Schema Mapping
Configuring how Firestore data maps to BigQuery columns
Schema mapping defines how Firestore documents become BigQuery rows. Each column in your BigQuery table has a source that determines where its data comes from.
Column Sources
When adding a column to your schema, you choose a source type that determines what data populates that column.
Document ID
Source: $documentId
The Firestore document’s ID (the last segment of the document path).
/users/abc123 → "abc123"
/orders/2024/items/xyz → "xyz"
Use this when you need to reference the original document or join with other data.
Document Path
Source: $documentPath
The full path to the Firestore document.
/users/abc123 → "users/abc123"
/orders/2024/items/xyz → "orders/2024/items/xyz"
Useful when you need the complete document reference, especially for nested collections.
Document Data (JSON)
Source: $documentData
The entire Firestore document serialized as a JSON string.
{"name": "John", "email": "john@example.com", "age": 30}
Use this when you want to preserve all document data and parse it in BigQuery queries using JSON functions.
Update Time
Source: $documentUpdateTime
The Firestore document’s last update timestamp.
Create Time
Source: $documentCreateTime
The Firestore document’s creation timestamp.
Backfill Time
Source: $backfillTime
The timestamp when the backfill job processed this document. Useful for tracking when data was synced.
Generated (UUID)
Source: $generated
A randomly generated UUID for each row. Useful for creating unique row identifiers in BigQuery.
Null
Source: $constant
A constant null value. Used for placeholder columns (like old_data in the Firebase Extension schema).
Document Field
Source: $documentField
A specific field from the Firestore document, mapped to a typed BigQuery column. This is the most powerful source type, allowing you to extract and type individual fields.
Document Field Mapping
When mapping document fields, you specify:
- Field Path: The path to the field in the document (e.g.,
name,address.city,items[0].price) - BigQuery Type: The data type for the column
Supported BigQuery Types
| Type | Description | Firestore Source |
|---|---|---|
STRING | Text data | String fields |
INTEGER | Whole numbers | Number fields |
FLOAT | Decimal numbers | Number fields |
BOOLEAN | True/false | Boolean fields |
TIMESTAMP | Date and time | Timestamp fields |
DATE | Date only | Timestamp or string fields |
BYTES | Binary data | Bytes fields |
ARRAY_STRING | Array of strings | Array fields |
ARRAY_INTEGER | Array of integers | Array fields |
ARRAY_FLOAT | Array of floats | Array fields |
ARRAY_BOOLEAN | Array of booleans | Array fields |
STRUCT | Nested object | Map/object fields |
ARRAY_STRUCT | Array of objects | Array of maps |
Nested Fields
For STRUCT and ARRAY_STRUCT types, you can define nested field mappings to flatten complex Firestore structures into typed BigQuery columns.

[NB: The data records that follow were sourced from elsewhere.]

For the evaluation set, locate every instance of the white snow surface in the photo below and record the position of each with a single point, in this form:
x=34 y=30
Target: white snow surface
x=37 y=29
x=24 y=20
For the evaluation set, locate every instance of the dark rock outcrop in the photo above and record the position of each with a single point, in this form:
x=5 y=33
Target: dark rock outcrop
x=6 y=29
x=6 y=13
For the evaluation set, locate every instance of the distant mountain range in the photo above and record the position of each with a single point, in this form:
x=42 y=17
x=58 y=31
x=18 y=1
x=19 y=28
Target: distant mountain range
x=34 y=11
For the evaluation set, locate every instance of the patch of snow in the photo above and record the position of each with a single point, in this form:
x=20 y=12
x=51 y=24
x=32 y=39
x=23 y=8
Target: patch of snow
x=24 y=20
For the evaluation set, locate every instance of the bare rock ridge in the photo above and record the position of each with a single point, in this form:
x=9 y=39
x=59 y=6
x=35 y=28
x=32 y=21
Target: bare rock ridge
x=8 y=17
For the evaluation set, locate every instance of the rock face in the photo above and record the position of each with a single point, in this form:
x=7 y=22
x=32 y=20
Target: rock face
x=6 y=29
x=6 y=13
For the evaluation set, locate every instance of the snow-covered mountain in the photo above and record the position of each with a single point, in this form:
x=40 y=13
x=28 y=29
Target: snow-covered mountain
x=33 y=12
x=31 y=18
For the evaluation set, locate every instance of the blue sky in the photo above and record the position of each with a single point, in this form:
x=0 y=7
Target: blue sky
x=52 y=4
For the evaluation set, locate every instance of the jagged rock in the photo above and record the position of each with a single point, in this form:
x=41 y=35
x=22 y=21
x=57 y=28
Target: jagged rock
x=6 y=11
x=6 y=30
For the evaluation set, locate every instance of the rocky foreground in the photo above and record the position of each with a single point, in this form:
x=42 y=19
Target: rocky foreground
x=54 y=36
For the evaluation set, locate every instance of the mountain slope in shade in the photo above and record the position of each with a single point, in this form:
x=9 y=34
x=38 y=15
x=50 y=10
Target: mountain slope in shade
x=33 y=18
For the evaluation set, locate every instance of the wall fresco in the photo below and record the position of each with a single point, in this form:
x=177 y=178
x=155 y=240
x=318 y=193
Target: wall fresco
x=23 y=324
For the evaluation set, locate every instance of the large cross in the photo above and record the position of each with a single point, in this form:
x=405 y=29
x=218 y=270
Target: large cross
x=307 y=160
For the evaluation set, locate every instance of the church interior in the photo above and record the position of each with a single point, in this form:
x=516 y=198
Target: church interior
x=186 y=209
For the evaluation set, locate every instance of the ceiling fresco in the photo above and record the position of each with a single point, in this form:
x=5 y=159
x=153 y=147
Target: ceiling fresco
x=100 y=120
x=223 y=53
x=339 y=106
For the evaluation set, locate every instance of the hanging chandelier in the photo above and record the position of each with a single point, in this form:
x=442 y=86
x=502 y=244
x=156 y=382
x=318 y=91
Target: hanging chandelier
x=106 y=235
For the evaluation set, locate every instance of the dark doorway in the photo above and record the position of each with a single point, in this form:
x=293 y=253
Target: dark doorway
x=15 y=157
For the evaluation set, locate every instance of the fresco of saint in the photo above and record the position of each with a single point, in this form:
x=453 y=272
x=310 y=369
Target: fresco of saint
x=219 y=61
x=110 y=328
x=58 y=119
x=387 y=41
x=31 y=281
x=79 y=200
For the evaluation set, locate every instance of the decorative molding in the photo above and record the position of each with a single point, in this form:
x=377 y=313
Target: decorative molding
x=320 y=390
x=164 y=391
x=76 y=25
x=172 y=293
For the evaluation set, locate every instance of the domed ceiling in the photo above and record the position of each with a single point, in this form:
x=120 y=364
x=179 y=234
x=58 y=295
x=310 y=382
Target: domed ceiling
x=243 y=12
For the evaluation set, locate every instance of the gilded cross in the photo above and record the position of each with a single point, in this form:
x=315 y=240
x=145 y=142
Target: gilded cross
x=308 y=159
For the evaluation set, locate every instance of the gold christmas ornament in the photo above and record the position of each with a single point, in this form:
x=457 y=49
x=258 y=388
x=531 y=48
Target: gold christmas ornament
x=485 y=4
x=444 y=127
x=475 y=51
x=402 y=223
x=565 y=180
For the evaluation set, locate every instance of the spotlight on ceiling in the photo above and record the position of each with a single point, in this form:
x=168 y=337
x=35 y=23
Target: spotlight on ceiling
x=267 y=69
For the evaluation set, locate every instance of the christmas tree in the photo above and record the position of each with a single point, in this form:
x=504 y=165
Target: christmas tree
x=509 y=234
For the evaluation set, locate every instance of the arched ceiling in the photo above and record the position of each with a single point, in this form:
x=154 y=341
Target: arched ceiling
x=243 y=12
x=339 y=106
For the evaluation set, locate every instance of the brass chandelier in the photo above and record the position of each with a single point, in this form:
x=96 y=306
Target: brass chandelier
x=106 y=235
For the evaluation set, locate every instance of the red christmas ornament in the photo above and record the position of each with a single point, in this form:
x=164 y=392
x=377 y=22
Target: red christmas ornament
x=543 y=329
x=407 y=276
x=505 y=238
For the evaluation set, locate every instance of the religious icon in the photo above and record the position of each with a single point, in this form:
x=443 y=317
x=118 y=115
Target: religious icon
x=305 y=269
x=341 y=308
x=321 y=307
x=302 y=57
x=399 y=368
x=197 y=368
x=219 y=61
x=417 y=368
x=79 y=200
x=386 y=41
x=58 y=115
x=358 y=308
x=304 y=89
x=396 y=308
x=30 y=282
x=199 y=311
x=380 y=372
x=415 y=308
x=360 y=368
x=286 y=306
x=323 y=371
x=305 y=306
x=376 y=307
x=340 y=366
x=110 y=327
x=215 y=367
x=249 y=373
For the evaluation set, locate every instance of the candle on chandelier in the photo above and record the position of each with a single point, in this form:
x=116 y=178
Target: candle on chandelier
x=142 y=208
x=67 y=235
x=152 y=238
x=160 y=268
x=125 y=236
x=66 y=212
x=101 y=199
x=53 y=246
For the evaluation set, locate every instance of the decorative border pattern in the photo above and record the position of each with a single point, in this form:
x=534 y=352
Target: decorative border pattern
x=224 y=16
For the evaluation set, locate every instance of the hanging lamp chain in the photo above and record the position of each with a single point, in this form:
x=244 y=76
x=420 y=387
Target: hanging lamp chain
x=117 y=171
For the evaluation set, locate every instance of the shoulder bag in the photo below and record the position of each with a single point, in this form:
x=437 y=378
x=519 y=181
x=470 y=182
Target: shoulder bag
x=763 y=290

Example: A Firestore document with:
{
"address": {
"street": "123 Main St",
"city": "San Francisco",
"zip": "94102"
}
}
Can be mapped to a BigQuery STRUCT column with typed nested fields for street, city, and zip.
Schema Design Best Practices
Choose the Right Approach
JSON Column (Document Data source):
- Pros: Simple, captures everything, flexible
- Cons: Requires JSON parsing in queries, no type safety
Typed Columns (Document Field source):
- Pros: Type safety, easier queries, better performance
- Cons: More setup, may miss unexpected fields
Hybrid:
- Include both a JSON column for completeness and typed columns for frequently queried fields
Plan for Schema Evolution
BigQuery tables have strict schemas. Consider:
- Adding nullable columns is safe
- Removing columns requires table recreation
- Changing types is not supported
Start with a flexible schema and add typed columns as your query patterns become clear.
Handle Missing Fields
When a Firestore document doesn’t have a mapped field, BigQuery receives a NULL value. Ensure your queries handle NULLs appropriately.
Consider Query Patterns
Design your schema based on how you’ll query the data:
- Frequently filtered fields → typed columns with appropriate types
- Rarely accessed fields → JSON column with JSON_EXTRACT
- Join keys → typed STRING or INTEGER columns
Use Consistent Naming
Match BigQuery column names to Firestore field names when possible. If using different names, document the mapping for your team.
Validation
When configuring a schema, Fireconduit shows a validation query you can run against an existing BigQuery table to verify compatibility:
SELECT column1, column2, column3
FROM `project.dataset.table`
LIMIT 10
Run this query in the BigQuery Console before your first backfill to catch schema mismatches early.